TUM AI Lecture Series 2022:

Table of Contents

  1. Generation & GANs
  2. Autonomous Driving
  3. Image-based Rendering
  4. Self-Supervised Learning
  5. SLAM & Robotics
  6. Language
  7. AR/VR/MR
  8. 3D Objects
  9. Others

1. Generation & GANs

New Generative Models for Images, Landscape Videos and 3D Human Avatars(Victor Lempitsky) 2021/02.

  • StyleGAN for Landscape Videos: DeepLandscape.
    • network feature : duplicted latents - two upsampling structures (one small one large).
    • discriminator : unary (use the smaller one) & pairwise (use both). warp noise maps by homography transformations.
  • StyleGAN for 3D Human Avatars. SMPL-X

Controllable Content Generation without Direct Supervision (Niloy Mitra) 2020/12, Smart Geometry Processing Group. Adobe.

2. Autonomous Driving

Here for my paper read.

A Future With Self-Driving Vehicles (Raquel Urtasun) 2021/02.

Autonomy:

  • we want a system : Trainable end-to-end & Interpretable for Validation.
    • End-to-end Approaches. Direct, but not interpretable.
    • Autonomy Stack.
      • HD Maps /Sensors -> Perception -> Prediction -> Planning -> Control.
      • Interpretable, very bad productivity.
  • Joint Perception + Prediction :
  • Joint Perception + Prediction + Planning : Uber ATG Vision: Interpretable Neural Motion Planer
    1. Neural Motion Planer 2019, add a branch from the network as planner -> time & egocar position.
    2. DSDNet 2020. (1) multi-modal socially-consistent uncertainty; (2) explicitly condition on prediction; (3) use prior (human) knowledge.
    3. P3: Safe Motion Planning Through Interpretable Semantic Representations. Recurrent semantic occupancy map -> to avoid occupied regions.

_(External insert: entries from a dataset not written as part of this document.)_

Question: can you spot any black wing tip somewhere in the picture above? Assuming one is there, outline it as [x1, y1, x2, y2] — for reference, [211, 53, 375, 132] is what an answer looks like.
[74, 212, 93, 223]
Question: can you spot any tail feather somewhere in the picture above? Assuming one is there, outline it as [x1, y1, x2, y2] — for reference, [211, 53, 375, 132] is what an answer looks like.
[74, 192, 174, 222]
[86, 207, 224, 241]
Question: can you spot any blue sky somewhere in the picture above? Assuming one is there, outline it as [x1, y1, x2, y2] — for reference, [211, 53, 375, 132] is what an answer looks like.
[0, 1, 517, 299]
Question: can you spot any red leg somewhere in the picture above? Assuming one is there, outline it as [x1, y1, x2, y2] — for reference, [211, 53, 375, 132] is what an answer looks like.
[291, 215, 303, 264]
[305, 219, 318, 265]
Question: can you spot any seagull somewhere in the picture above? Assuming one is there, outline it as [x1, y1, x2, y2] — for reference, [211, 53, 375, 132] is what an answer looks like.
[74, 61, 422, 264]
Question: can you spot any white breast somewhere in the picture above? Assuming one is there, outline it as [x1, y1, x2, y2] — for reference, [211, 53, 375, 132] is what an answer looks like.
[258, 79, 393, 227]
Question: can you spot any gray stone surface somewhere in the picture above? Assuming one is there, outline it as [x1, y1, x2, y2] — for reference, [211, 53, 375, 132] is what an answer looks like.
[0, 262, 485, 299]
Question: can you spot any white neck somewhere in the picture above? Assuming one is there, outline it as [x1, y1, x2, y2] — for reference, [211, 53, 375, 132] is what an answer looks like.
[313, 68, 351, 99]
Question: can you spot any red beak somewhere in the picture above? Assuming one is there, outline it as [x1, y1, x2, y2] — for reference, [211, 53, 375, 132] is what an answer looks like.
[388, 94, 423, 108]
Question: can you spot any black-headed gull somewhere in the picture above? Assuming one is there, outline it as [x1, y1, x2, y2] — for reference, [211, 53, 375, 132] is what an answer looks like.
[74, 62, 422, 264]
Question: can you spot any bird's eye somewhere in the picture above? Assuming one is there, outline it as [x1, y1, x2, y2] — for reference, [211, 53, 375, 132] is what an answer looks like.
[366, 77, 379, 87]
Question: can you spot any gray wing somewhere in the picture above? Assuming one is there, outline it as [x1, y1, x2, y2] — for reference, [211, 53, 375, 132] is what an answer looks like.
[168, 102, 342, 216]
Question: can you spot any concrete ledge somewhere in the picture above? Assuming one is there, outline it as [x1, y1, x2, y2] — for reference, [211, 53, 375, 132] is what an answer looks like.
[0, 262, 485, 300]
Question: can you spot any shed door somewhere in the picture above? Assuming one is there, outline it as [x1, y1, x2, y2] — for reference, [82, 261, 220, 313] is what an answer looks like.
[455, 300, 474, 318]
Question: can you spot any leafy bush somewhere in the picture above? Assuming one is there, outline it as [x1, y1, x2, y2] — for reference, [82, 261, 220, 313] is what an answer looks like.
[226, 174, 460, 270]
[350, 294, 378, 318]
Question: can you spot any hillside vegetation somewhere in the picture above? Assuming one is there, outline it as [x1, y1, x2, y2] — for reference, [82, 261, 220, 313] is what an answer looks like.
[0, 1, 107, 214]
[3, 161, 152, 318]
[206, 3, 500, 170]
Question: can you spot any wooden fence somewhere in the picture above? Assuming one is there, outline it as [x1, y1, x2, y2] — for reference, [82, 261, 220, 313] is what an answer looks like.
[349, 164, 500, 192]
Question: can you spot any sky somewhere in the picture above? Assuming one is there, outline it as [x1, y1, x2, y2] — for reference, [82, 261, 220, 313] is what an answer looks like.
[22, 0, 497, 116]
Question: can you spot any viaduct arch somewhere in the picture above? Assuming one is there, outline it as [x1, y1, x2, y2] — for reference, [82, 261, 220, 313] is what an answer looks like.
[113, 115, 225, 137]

Simulation: Structured Testing, Real World Replay, Sensor Simulation.

  • Lidar simulation : TrafficSim 2021, use real world data (real 3D Assets) to generate preception & prediction data.
  • Camera (multi-camera video) simulation : GeoSim 2021, use real world data to generate (through multi-view mulit-sensor reconstruction network).

3. Image-based Rendering

Neural Implicit Representations for 3D Vision (Andreas Geiger) 2020/09. cvpr talk pdf.

  • 3d representations:
    • Direct representation : voxels, points, meshes.
    • Implicit representation : decision boundary of a non-linear classifier.
  • Occupancy Network : $L(\theta, \phi) = \sum_{j=1}^{K}BCE(f_{\theta}(p_{ij}, z_{i}), o_{ij}) + KL[q_{\phi}(z|(p_{ij}, o_{ij}))|p_{0}(Z)]$.
  • Differentiable Volumetric Rendering 2020: 3d points + encoded image vector -> occupancy and color (for all points).
    • forward pass (rendering) : find surface point along the pixel ray, and get color.
    • backward pass : gradient based on color difference from pixel re-projection.
  • NERF: integrate all the points in the ray to get color and depth. (while Occupancy Network used only the occupied one)
    • GRAF 2020 predict without camera poses. sample rays (patch) and use discriminator.
  • Convolutional Occupancy Networks 2020, uses 3d feature volume.

Reconstructing the Plenoptic Function (Noah Snavely) 2020/10, Notes.

Understanding and Extending Neural Radiance Fields (Jonathan T. Barron) 2022/10, Jonathan T. Barron. See more in My Neural Rendering Page, My Deep Learning 3D Reconstruction Page.

Learning to Retime People in Videos (Tali Dekel) 2020/10

  • Analyzing, Visualizing and Re-rendering people in videos.
    • motion visualization, depth prediction, SpeedNet : adaptive speed up video
  • Change the speed of individual people within frames. Layered Neural Rendering for Retiming People in Video. interesting work!
    • Key challenges : space-time correlations; occlusions/dis-occlusions.
    • Layered Decomposition, then we can edit the video by changing the layers.

Reflections on Image-Based Rendering (Richard Szeliski) 2021/01. A overview.

Neural Fields Beyond Novel View Synthesis (Andrea Tagliasacchi) 2023/01: View understanding, Camera knowledge, Overfitting regime. NeRF : geometry + appearance.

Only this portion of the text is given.